1. The problem statement, all variables and given/known data

Finding the derivative of an inverse trigonometric function

2. Relevant equations

*This is the problem*

3. The attempt at a solution

In my text book, Single Variable Essential Calculus, Second Edition, by James Stewart, the derivative rules for the inverse trigonometric functions are causing me great pain, as it seems there are different variations depending on where you look. For instances, take the derivative rule for arc-secant...

$$\frac{d}{dx} [arcsec(x)] = \frac{1}{x\sqrt{x^{2}-1}}$$

This differs from a hand out that I obtained that claims the rule is...

$$\frac{d}{dx} [arcsec(u)] = \frac{1}{|u|\sqrt{u^{2}-1}}\frac{du}{dx} , |u|>1$$

My question is which one should I be using? Does the absolute sign make a difference? I was working on finding the tangent to

$$y=arcsec(4x), x=\frac{\sqrt{2}}{4}$$

and when I got the derivative using the hand out rule...

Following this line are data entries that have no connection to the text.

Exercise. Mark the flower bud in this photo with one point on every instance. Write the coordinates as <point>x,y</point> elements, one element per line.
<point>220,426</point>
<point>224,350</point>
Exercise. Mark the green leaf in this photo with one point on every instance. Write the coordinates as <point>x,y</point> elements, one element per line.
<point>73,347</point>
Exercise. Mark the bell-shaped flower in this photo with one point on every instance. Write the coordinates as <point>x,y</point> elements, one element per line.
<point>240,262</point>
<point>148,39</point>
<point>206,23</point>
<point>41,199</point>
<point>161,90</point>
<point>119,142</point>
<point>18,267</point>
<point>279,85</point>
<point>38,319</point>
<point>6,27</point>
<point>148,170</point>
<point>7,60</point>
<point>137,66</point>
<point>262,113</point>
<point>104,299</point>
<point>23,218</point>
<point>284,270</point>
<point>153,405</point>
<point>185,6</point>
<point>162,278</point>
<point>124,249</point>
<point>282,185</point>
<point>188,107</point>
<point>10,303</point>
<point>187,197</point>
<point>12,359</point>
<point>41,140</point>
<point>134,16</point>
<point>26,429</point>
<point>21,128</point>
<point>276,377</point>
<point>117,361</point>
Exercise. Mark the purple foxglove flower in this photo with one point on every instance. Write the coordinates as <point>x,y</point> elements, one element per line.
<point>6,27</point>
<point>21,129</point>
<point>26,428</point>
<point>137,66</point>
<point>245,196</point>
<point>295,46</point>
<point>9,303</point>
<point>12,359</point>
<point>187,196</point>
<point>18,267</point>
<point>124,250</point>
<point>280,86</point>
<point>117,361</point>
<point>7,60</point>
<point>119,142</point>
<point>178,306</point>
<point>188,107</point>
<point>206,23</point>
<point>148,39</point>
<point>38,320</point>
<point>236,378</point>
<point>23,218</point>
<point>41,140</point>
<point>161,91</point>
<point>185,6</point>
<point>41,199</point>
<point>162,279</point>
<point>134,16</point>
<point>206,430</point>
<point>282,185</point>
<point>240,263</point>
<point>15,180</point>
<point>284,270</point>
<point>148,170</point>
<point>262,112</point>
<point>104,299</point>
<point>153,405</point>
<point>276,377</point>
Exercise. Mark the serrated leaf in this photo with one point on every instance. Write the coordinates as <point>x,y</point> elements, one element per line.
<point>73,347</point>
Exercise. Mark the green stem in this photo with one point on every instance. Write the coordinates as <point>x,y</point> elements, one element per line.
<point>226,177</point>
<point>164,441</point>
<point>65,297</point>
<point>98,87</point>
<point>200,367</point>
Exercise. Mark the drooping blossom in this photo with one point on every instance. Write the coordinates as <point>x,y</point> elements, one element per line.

$$\frac{dy}{dx} = \frac{1}{|x|\sqrt{16x^{2}-1}}$$

The book yields the exact same thing, but in less steps, as you don't have to take ' du/dx '

So, is it more appropriate to write it in terms of a kind of u-substitution with the absolutes, or just in terms of 'x' with no absolutes?

2. Jan 6, 2015

### Staff: Mentor

The rule from the handout, I believe, is more general, in that it handles angles in the second quadrant (i.e., $\pi/2 < x < \pi$). The principal domain for the arcsec function is $[0, \pi/2) \cup (\pi/2, \pi]$.

3. Jan 6, 2015

### Euler2718

So it would be safer to stick with the general case I suppose. Thanks for your help.

4. Jan 7, 2015

### vela

Staff Emeritus
The handout's formula include an application of the chain rule. If you use the book's formula, you have to recognize the need to apply the chain rule. Either way, you're essentially doing the same thing. Personally, I prefer the book's approach since you need to know when to apply the chain rule in general anyway, and including it in the formula just clutters things up.

That said, the book's formula isn't really correct since it doesn't work for negative values of $x$. If you look at a plot of arcsec x, you'll see that the derivative is positive for every point in its domain. The book's formula, however, will give you a negative answer for x<-1.